Sums of four rational squares with certain restrictions

TL;DR

This paper proves a four-square theorem for nonnegative rational numbers with additional linear restrictions, and explores conjectures about representing rationals with mixed powers and quadratic forms.

Contribution

It establishes a new four-square theorem for rational numbers under linear restrictions and proposes several conjectures on representing rationals with mixed powers.

Findings

Every nonnegative rational can be expressed as four rational squares with a linear restriction.

The paper introduces conjectures on representing rationals as sums involving fourth powers and squares.

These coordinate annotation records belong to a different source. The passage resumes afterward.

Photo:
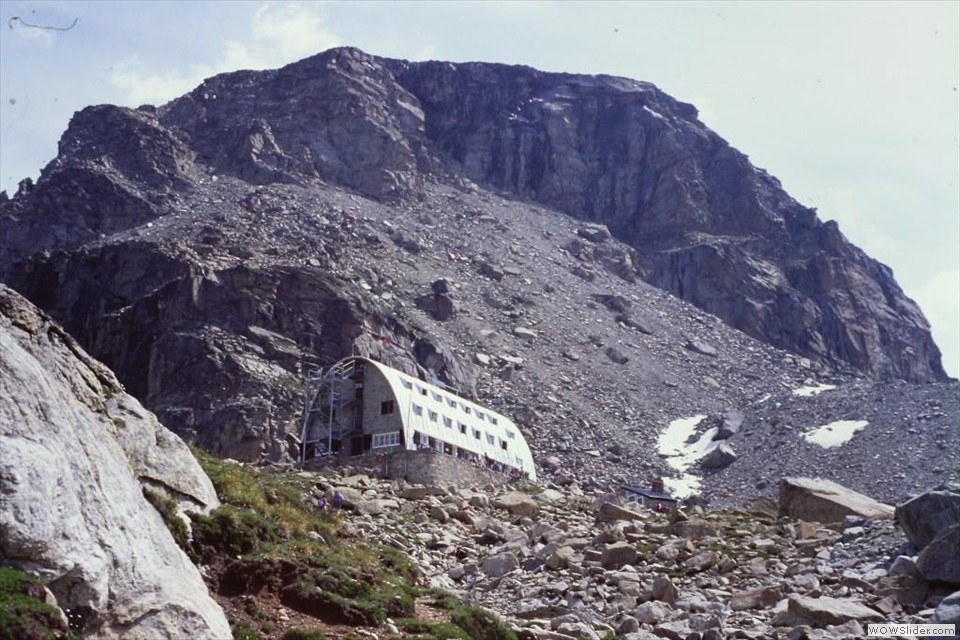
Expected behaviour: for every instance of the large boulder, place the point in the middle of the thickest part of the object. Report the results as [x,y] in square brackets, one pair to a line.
[818,500]
[924,517]
[940,560]
[720,457]
[518,504]
[77,453]
[820,612]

Provides a foundation for further research on rational representations with algebraic restrictions.

Abstract

In this paper we mainly study sums of four rational squares with certain restrictions. Let $\mathbb Q_{\ge0}$ be the set of nonnegative rational numbers. We establish the following four-square theorem for rational numbers: For any $a,b,c,d\in\mathbb Q_{\ge0}$, each $r\in\mathbb Q_{\ge0}$ can be written as $x^2+y^2+z^2+w^2$ with $x,y,z,w\in\mathbb Q_{\ge0}$ such that $ax+by+cz+dw$ is a rational square (or a rational cube). This paper also contains many conjectures; for example, for any positive integers $a$ and $b$ with $\gcd(a,b)=1$, we conjecture that each $r\in\mathbb Q_{\ge0}$ can be written as $aw^4+bx^4+y^2+z^2$ with $w,x,y,z\in\mathbb Q$.